Extreme cases involving allegations of criminal conduct like Santos and Sherfilus-McCormick are not primarily what Bacon and Beyer are seeking to curtail.
Instead, they are registering more concern about a recent spate of censures that have been doled out across party lines to lawmakers who have engaged in behavior that is crude, distasteful or simply objectionable to their political enemies.
Rep. Paul Gosar (R-Ariz.), for instance, was censured in 2021 under a Democratic majority for posting an animated video depicting the murder of Rep. Alexandria Ocasio-Cortez (D-N.Y.). When Republicans retook the chamber, GOP members targeted Rep. Adam Schiff (D-Calif.) for his role in investigating President Donald Trump’s alleged connections to Russia and Rep. Rashida Tlaib (D-Mich.) for comments about Israel, among others.
Once a rare and embarrassing rebuke, censure has now become commonplace — in no small part because it has become a political rallying cry and fundraising boon for the lawmakers who lead the disciplinary efforts as well as those they target.
Without new protections, lawmakers fear the censure wars will continue to escalate.
“It’s an easy way for an individual member to elevate his or her profile, throw a rock at the other side and force your way onto the floor,” said one House Democrat granted anonymity to speak candidly about his colleagues’ motivations. “There doesn’t appear to be any kind of mutually assured destruction kind of deterrence on this.
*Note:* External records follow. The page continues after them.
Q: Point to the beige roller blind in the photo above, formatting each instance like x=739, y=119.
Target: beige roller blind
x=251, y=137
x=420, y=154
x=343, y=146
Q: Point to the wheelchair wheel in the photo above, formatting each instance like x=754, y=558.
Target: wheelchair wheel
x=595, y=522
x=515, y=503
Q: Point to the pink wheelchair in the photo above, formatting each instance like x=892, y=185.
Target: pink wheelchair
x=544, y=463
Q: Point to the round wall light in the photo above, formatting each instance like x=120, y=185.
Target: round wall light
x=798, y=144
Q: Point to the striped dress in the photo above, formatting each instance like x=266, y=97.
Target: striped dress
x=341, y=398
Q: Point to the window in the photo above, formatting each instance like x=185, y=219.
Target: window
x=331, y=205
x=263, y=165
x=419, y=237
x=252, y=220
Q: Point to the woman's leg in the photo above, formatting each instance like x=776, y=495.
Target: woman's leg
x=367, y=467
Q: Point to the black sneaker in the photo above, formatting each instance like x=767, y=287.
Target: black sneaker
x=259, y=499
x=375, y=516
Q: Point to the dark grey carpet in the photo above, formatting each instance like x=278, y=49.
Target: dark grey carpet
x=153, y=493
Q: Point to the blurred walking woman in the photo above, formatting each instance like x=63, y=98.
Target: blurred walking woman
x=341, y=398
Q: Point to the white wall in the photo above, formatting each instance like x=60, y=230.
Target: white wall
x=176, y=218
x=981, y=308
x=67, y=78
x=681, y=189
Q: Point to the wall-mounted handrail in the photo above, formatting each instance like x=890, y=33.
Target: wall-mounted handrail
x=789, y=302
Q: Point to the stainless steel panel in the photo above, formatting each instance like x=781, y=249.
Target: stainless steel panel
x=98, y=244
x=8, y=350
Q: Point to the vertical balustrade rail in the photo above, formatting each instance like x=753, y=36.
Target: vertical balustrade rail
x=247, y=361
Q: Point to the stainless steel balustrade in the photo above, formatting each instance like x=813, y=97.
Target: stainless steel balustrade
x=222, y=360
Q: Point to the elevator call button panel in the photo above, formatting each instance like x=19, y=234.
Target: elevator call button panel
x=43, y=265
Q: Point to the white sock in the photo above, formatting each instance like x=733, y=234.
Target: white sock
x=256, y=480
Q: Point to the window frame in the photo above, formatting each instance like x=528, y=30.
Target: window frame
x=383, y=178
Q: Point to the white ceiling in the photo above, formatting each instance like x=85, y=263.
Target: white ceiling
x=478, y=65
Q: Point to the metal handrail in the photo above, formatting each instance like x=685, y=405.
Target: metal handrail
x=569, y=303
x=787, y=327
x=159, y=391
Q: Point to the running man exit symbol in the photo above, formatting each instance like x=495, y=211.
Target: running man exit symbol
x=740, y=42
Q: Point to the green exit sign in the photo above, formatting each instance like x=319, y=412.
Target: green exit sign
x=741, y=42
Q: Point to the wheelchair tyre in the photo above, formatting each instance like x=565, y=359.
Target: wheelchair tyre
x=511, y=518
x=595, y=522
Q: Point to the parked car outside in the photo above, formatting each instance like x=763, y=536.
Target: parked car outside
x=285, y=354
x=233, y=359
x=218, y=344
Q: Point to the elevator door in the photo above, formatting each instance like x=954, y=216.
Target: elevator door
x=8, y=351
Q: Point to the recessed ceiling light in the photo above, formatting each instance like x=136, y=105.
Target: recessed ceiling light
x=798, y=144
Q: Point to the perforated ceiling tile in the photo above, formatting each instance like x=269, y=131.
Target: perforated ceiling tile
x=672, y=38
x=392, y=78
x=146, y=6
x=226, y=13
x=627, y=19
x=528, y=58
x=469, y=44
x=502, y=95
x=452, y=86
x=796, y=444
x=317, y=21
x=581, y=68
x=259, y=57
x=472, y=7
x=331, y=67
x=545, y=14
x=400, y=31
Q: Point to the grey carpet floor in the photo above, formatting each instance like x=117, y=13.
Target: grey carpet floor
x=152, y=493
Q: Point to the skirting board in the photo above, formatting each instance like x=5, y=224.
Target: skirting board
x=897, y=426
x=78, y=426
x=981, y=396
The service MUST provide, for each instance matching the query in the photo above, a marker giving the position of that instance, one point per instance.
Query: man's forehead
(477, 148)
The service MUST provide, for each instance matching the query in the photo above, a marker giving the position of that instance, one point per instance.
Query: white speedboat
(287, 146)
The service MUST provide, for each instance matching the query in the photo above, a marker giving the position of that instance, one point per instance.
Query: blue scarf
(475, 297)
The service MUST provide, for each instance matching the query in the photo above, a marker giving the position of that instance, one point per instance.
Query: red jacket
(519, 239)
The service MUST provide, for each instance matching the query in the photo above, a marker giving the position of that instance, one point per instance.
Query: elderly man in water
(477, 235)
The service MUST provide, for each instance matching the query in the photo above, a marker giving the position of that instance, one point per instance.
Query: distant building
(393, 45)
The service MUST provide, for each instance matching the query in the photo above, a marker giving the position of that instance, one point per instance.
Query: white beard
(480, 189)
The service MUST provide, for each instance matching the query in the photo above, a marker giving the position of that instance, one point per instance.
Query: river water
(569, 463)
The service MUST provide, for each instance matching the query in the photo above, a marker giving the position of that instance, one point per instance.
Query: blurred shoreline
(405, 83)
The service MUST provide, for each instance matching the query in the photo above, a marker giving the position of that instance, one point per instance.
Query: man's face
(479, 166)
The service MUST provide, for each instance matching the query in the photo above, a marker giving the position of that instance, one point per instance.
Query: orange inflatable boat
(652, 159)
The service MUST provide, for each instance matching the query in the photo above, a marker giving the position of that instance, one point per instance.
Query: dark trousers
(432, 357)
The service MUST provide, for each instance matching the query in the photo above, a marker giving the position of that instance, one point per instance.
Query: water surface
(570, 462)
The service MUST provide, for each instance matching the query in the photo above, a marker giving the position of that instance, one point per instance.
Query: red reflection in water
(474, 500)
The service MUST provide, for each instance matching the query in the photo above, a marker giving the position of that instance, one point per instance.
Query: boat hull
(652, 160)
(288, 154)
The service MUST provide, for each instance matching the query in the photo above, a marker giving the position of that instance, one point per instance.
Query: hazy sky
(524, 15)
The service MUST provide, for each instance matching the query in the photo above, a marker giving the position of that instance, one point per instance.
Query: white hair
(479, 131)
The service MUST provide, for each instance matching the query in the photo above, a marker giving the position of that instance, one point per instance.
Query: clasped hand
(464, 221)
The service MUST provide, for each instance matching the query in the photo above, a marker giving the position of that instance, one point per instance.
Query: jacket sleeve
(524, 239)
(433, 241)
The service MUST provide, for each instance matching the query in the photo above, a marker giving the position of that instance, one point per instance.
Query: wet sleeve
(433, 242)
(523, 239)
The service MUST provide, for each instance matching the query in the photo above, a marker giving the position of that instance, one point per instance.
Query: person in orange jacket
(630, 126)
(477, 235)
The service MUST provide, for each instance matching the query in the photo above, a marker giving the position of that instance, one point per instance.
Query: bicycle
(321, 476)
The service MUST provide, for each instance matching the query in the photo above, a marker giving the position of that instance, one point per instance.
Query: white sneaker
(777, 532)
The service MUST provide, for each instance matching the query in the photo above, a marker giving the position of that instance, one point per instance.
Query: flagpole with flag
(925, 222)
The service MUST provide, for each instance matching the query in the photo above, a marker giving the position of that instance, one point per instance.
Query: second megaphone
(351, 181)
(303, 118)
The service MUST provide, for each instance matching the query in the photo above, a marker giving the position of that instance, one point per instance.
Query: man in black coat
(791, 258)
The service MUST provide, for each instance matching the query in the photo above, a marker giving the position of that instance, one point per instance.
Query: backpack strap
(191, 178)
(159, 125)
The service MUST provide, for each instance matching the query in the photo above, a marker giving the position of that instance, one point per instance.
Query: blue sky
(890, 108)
So my guess is, it’ll just keep going and going and going.“
A handful of members have stood against that trend. Bacon was among six House Republicans who saved Plaskett from censure and removal from the House Intelligence Committee this week by voting no or present on the resolution targeting her.
That sparked accusations from some colleagues that they had struck a corrupt bargain to protect Mills. But Bacon said there were larger principles at stake and many more than six who wanted to avoid a doom spiral of retribution.
Several Republicans told Bacon they “were voting yes but hoping I was a no,” he said. “Most of us know this isn’t good for the institution.”